We spoke to a lawyer a year or so later about adoption. We were a young couple with not a lot in savings, some heafty medical bills, and adoption can really be expensive. I was still feeling such pity for myself that I just couldn’t bring myself to “buy” a baby. I felt like why are WE the ones having to pay? People who plan carefully and lose get penalized while people squirting out babies irresponsibly are given my taxpayer money to do so. I just felt too victimized. So we decided just to not decide right then. Years went by and I still have such emotional baggage from it all that it’s probably best we just keep it the two of us. And my condition has now been further diagnosed as Systemic Lupus, which it is often related to. when it rains it pours!

So here we are facing a childless life. It’s hard during holidays, and when I go see relatives kids at their school plays, dance recitals, or graduation. Heck it’s hard every day. I was an only child so my parents have no grandchildren. I hate that! But I’m greatful that I do know the joy of telling my husband I’m pregnant, what a baby’s kick feels like, and the pain of labor. Some people don’t even get those experiences.

If you ask someone if they have children and they simply say no. Please don’t say, “oh you’re so lucky’. Mine drive me crazy!”. Or “want me to send you mine?”. You just never know the reason. Some of us aren’t lucky.

Annie-Xmas, YES!! Absolutely! But my siblings all had kids and went wayyyyyyyyyyyyyy to the other side, raising a bunch of spoiled, lazy, entitled brats.

But thanks for saying what I wanted to say.

I’m 32 and female. I decided I didn’t want kids long before I was told I was infertile. When the diagnosis was made, it was actually kind of a relief. The pressure was off of me.
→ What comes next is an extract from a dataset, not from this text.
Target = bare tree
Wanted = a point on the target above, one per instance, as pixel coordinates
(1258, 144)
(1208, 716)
I had a convenient excuse for the family so they would leave me alone about it.

I am an atheist.

I have never been married. My parents went through a REALLY ugly divorce when I was 7 and that has made me reluctant to jump into that institution.

Most of my friends have kids - and they bitch about them CONSTANTLY. I mean, they never say anything positive about it after the kids hit age 3 or 4. Until then, it’s a non-stop inundation of everything their kid does, plastered all over social media. I find that pretty tacky.

Also, as other posters have mentioned, I am scared that if I ever had a kid with some guy he would force me to do everything. I am in grad school. I have a lot going for me. I am not - and have never been - willing to throw myself away just to say I’m someone’s mother. It’s so not worth it to me.

Like I said, infertility was a relief.

A professional? – No but married to one

Religious? – Not in the least

Social? – Somewhat. Not a party girl, but not a complete hermit either

Hobbies? – Training and showing dogs and horses, reading, sightseeing

*Pets? *-- 7 cats, 2 dogs, 3 horses

Age? – 51 (husband is 54)

When did you know you didn’t want children? – As soon as I grew up enough to realize that it was my choice whether or not to have them, that it wasn’t on the list with eating and sleeping.

What inspired your choice? – Nothing in particular, it’s just how I’m wired. I’m mostly a loner (though I’m married and I do enjoy time with friends etc) and the thought of being responsible for another human 24/7 gives me the heebie jeebies. Animals are easy (to me), people are not.